As photographers we need to embrace what literally catches our eyes’ attention.
Whether it’s a hot-looking girl or guy, a pretty sunset or just a beautiful garden, we all stop and take a good look and stare.
We may hide the staring behind dark glasses when our significant other is around, but we all do it, we can’t help it.
It explains how we interact with everything around us now that we all have cameras in our phones: we reach for it and take a picture.
So why is it some folks take better pictures than others?
Is it because they know the rule of thirds? I think not.
Drawing or painting versus photography
Understanding some key differences in photography and drawing or painting is probably a good place to start.
When we draw or paint, we create an image on a totally blank canvas, we get to decide everything.
If drawing from a real life scene, we can decide how much of the background fills our canvas, the perspective, the lighting and more importantly whether we want only the good parts or pretty parts of the scene.
With photography, we are often looking and finding real objects which occupy a real background.
The photographers’ world as it exist, without photoshop, is mishmash of beauty mixed in with ugliness like horribly contrasty lighting or else it is a moment in time that defies capture because there is simply insufficient light to freeze the essential beautiful parts.
For the sake of simplicity, let’s choose an inanimate object as our subject.
A traditional viewfinder is always better than a ‘live-view’ as seen on the back of most cameras in my opinion.
Viewfinders allow you to concentrate on the subject completely.
The black opaque frame lets you mentally block out what’s irrelevant.
“Live-view” can be difficult to see when your surrounding is bright and it’s a drain on battery life.
“The photographers’ world as it exist, without photoshop, is mishmash of beauty mixed in with ugliness like horribly contrasty lighting or else it is a moment in time that defies capture because there is simply insufficient light to freeze the essential beautiful parts”–Peter Phun.
Zooming with your legs
The next step, recognizing what to keep and what to throw out in the scene takes the most time to learn.
There usually is no short-cut.
Most folks get better at making this decision through practise.

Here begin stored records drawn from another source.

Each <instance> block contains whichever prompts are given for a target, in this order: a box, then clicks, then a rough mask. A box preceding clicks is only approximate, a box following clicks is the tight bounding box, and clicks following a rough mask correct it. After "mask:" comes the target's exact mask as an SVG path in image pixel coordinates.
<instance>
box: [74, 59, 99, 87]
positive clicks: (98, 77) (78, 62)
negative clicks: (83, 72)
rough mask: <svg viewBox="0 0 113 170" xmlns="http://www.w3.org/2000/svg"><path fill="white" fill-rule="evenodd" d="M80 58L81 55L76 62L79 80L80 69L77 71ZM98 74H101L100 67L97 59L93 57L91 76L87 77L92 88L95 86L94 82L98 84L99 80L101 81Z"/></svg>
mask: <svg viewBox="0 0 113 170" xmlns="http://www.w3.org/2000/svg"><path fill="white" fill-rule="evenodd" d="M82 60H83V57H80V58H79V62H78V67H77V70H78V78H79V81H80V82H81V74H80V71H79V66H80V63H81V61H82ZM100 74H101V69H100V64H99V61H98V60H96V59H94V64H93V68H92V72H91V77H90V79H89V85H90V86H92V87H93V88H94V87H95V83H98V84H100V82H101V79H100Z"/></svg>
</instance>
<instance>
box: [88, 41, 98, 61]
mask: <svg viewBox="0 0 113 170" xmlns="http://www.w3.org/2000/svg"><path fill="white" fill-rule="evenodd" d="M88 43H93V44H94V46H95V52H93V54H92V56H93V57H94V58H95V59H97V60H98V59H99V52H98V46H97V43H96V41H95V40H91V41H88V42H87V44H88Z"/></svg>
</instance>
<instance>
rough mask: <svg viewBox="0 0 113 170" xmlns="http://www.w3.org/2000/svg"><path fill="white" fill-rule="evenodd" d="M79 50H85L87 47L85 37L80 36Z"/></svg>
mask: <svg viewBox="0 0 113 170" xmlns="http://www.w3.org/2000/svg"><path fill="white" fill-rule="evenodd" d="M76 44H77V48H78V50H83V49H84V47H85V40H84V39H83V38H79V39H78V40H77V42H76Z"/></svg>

Once they start to recognize what exactly in the scene is most worthy or eye-catching, then it’s a matter of walking closer to exclude extraneous elements or walking further away to include more.
Because today’s DSLRs and compact cameras are often bundled with a kit lens or what’s known as a zoom lens usually in the range of 18-55mm, their owners don’t realize there is another often better way.
Zooming-with-your-legs has the distinct advantage of letting you be more steady.
You can get away with shooting with a lower shutter speed as you walk closer compared to using a longer focal length setting on your lens.
So a worthy exercise, believe it or not, is to shoot abstract, inanimate objects with graphical elements with your phone.
Since the phone has no zoom lens, you will be forced to learn to zoom with your legs.
While walking around, you might want to consider look down on your subject, or up at it and even tilting the camera.
You are looking for graphical elements so you don’t need worry about the horizons.
Also, because the phone doesn’t have any controls to affect depth-of-field beyond what to focus on, you will be forced to really consider what is important in the scene.
Finally if you are obsessive-compulsive like me, you might consider what the scene might look like if you go back in the morning or in the evening.